Object Detection in KerasCV from the scratch: Part 1 — Creating TFRecord from JSON annotated images | by Slawomir Telega, PhD

As pointed out many times before, while the other two main subjects in AI Computer Vision (that is Classification and Segmentation) are widely described in the literature and/or Internet, tutorials devoted to the Object Detection (OD) are rather sparse in numbers. It is mainly due to the fact, I think, that OD is much heavier from conceptual and coding point of view, plus it practically (in contrary to the other advanced CV tasks) can not be done “at home”. What’s more, it simply requires a wide background in coding plus at least intermediate understanding of TensorFlow environment — what somehow seems strange while using Keras, thought as high level interface, saving you the need to know/understand tf’s inner workings.
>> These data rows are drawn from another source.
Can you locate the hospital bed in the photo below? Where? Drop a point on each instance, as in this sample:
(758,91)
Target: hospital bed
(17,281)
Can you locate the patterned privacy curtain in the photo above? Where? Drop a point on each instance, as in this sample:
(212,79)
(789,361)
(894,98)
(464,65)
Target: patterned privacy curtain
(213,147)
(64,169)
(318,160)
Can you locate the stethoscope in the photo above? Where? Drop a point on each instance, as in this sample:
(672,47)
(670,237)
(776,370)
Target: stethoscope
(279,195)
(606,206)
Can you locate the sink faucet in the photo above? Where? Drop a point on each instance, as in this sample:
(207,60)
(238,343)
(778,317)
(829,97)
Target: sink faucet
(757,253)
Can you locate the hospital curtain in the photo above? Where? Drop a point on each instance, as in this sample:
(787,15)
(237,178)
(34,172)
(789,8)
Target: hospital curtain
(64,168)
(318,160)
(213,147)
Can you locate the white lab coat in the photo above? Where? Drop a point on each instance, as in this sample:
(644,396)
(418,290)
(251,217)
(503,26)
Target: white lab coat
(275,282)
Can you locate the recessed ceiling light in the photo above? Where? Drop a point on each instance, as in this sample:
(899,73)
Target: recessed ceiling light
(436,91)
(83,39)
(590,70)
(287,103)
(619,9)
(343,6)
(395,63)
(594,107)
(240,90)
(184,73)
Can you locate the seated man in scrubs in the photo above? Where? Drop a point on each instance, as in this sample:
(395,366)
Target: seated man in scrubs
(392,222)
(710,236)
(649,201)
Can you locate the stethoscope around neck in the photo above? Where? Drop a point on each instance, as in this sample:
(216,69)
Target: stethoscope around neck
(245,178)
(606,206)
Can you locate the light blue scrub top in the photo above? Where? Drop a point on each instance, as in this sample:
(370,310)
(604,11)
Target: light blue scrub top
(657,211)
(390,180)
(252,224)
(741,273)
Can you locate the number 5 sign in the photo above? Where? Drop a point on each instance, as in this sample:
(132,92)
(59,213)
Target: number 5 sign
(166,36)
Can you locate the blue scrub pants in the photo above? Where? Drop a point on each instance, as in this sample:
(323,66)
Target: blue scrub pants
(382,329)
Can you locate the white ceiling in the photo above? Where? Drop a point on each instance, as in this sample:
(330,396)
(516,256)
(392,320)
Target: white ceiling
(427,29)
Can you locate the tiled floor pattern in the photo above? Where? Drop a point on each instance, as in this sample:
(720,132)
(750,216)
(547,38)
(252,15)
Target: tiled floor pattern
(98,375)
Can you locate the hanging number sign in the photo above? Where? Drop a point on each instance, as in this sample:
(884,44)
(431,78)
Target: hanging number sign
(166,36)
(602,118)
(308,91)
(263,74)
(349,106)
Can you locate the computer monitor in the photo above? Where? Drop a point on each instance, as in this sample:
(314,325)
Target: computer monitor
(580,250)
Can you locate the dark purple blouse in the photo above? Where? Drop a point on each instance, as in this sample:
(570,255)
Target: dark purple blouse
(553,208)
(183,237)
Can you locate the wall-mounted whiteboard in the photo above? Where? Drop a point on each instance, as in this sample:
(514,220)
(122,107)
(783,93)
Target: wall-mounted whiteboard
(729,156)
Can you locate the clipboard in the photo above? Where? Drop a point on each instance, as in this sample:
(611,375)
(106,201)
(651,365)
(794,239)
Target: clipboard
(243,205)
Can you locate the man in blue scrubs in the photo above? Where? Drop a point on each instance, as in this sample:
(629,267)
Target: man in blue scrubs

My idea is to start from the scratch, and build our way up to the fully functioning OD. And from the scratch I mean we have some photos which we want to annotate. I’ll try to provide explanations all along the way and hope we’ll learn something useful. I won’t go into the details of TensorFlow— my idea is that the code works, everything is shown — one may use it, as it is, or in case one gets curious/wants to understand everything, has to learn it from other sources (say TensorFlow docs). That said, let’s get to work.

This tutorial wouldn’t be possible if not for a great work of Dimitre Oliveira (see reference [2]) — I highly recommend reading it.

So, we have some images, and we want to annotate them with bounding boxes for the sake of performing an OD later on. The most convenient way, in my opinion, is using VGG VIA online tool, kindly shared with the community by a Visual Geometry Group at the University of Oxford [1]. It is really simple to use — you read in the images, draw rectangles around the chosen features and add classes (even via a dropdown list). The important thing is to export annotations as a JSON file — that way we can have several objects on an image at once. Saving in other available formats (COCO and CSV) enforce redundancy — e.g. if you have a satellite photo with, say, 60 objects on it, saving in COCO format will result in 60 lines, separately for each bounding box, while if you use JSON, you’ll get one element with a ragged tensor containing all the bboxes in the image. Neat, huh? Especially if you take into account that in OD, in real life scenarios, we should have at least 1000–1500 annotations per class, and putting the same image into a TFRecord file more than once may cause some storage problems (imagine once again the 60 bboxes satelite hi-res photo packed 60 times instead of just once. And then imagine, that we usually will have like thousands of such photos…).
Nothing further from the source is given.